Every 3–4 months: add a line flush cleaner to your spa, run jets for 30 minutes, then drain and deep-clean.
Schedule your next drain/refill date using Pooli's Smart Maintenance Reminders — set a recurring 3-month task and Pooli pings you when it's due. Log the date in your Maintenance Log so you can prove warranty maintenance later if your shell or pump ever fails.
The Right Order to Add Chemicals
Order matters. Adding chemicals in the wrong sequence wastes product and can create cloudy, unbalanced water.
- Test everything — scan your strip in Pooli
- Metal sequestrant (if needed — add first, before anything else)
- Adjust Total Alkalinity (increaser or pH decreaser)
- Wait 20 minutes, retest
- Adjust pH (if still needed)
- Wait 20 minutes, retest
- Add sanitizer (chlorine or bromine)
- Adjust Calcium Hardness (if needed)
- Shock only when needed — not required on first fill with fresh water
This order isn't arbitrary — Pooli's Adverse Effects Warning stops you from adding pH-up while alkalinity is still settling, and Smart Dosing Recipes queues each addition with the right wait between retests, so you can't accidentally double-dose.
Key rules:
- Add chemicals one at a time — wait 20 minutes between each
- Run jets, turn air valves OFF so chemicals disperse through the water
- Keep the cover off while adding chemicals
- Never mix chemicals together outside the water
Common Questions
Can you use a hot tub without chemicals? No. A hot tub without sanitizer is a bacteria incubator. Hot, still water is ideal for pathogen growth — including Legionella (Legionnaire's disease). Keep it sanitized.

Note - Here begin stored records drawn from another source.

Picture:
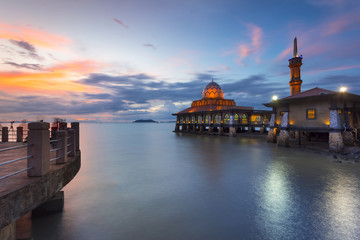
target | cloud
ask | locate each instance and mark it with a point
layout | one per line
(323, 38)
(149, 45)
(58, 79)
(25, 65)
(28, 47)
(32, 36)
(121, 23)
(245, 49)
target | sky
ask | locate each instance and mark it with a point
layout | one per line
(122, 60)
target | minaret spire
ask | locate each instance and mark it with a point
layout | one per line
(295, 66)
(295, 48)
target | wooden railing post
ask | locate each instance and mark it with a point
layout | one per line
(71, 142)
(61, 154)
(19, 134)
(75, 126)
(5, 134)
(39, 149)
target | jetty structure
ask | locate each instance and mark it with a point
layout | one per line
(213, 114)
(34, 166)
(315, 113)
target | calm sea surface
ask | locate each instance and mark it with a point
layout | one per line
(142, 181)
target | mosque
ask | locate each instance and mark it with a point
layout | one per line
(213, 114)
(301, 118)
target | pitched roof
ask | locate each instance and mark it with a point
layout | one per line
(208, 108)
(310, 93)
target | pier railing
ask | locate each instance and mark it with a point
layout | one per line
(18, 134)
(43, 151)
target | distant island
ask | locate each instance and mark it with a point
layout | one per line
(145, 121)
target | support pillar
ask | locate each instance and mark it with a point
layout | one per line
(62, 144)
(221, 130)
(336, 143)
(297, 138)
(71, 144)
(75, 126)
(19, 134)
(348, 138)
(262, 130)
(39, 149)
(5, 134)
(8, 232)
(284, 136)
(201, 129)
(177, 128)
(232, 129)
(23, 227)
(271, 137)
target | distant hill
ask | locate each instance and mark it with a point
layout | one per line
(145, 121)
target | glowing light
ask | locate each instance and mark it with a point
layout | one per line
(343, 89)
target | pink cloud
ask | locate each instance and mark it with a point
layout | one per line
(318, 39)
(284, 54)
(333, 69)
(121, 23)
(244, 50)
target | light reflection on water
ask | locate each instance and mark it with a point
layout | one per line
(141, 181)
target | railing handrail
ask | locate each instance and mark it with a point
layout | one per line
(16, 147)
(14, 173)
(15, 160)
(65, 145)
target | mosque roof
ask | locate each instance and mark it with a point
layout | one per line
(208, 108)
(212, 91)
(310, 93)
(314, 93)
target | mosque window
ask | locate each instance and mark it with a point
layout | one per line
(310, 114)
(226, 119)
(255, 119)
(216, 119)
(236, 118)
(244, 119)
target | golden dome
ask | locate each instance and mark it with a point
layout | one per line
(213, 90)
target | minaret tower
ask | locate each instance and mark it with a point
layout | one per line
(295, 65)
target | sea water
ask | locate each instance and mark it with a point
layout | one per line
(143, 181)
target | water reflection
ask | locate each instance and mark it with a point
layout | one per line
(141, 181)
(341, 205)
(276, 197)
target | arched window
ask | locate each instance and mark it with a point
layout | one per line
(227, 119)
(244, 119)
(236, 119)
(265, 119)
(217, 119)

How often should you change hot tub water? Every 3–4 months. Use a line flush cleaner first, then drain, scrub the shell, clean the filter, and refill. Log your last refill date in Pooli's Maintenance Log so the next 3-month reminder fires on the right day.

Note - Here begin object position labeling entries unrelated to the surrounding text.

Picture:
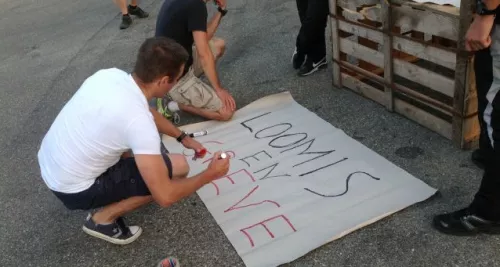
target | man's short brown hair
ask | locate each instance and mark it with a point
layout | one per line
(158, 57)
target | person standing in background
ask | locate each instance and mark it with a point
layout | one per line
(131, 9)
(310, 48)
(483, 214)
(484, 77)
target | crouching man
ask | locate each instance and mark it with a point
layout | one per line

Chlorine or bromine — which is better? Bromine for indoor or covered spas (gentler, lower odor, stays active longer in hot water). Chlorine for outdoor hot tubs in direct sunlight (stabilized versions resist UV). Both work — it comes down to preference and setup, and Pooli's Body-Type Aware Targets carries the right range for whichever you pick.
Do you need shock after a fresh fill? Not immediately — fresh water doesn't have the organic buildup that shock targets. Start your weekly shock routine after the first week.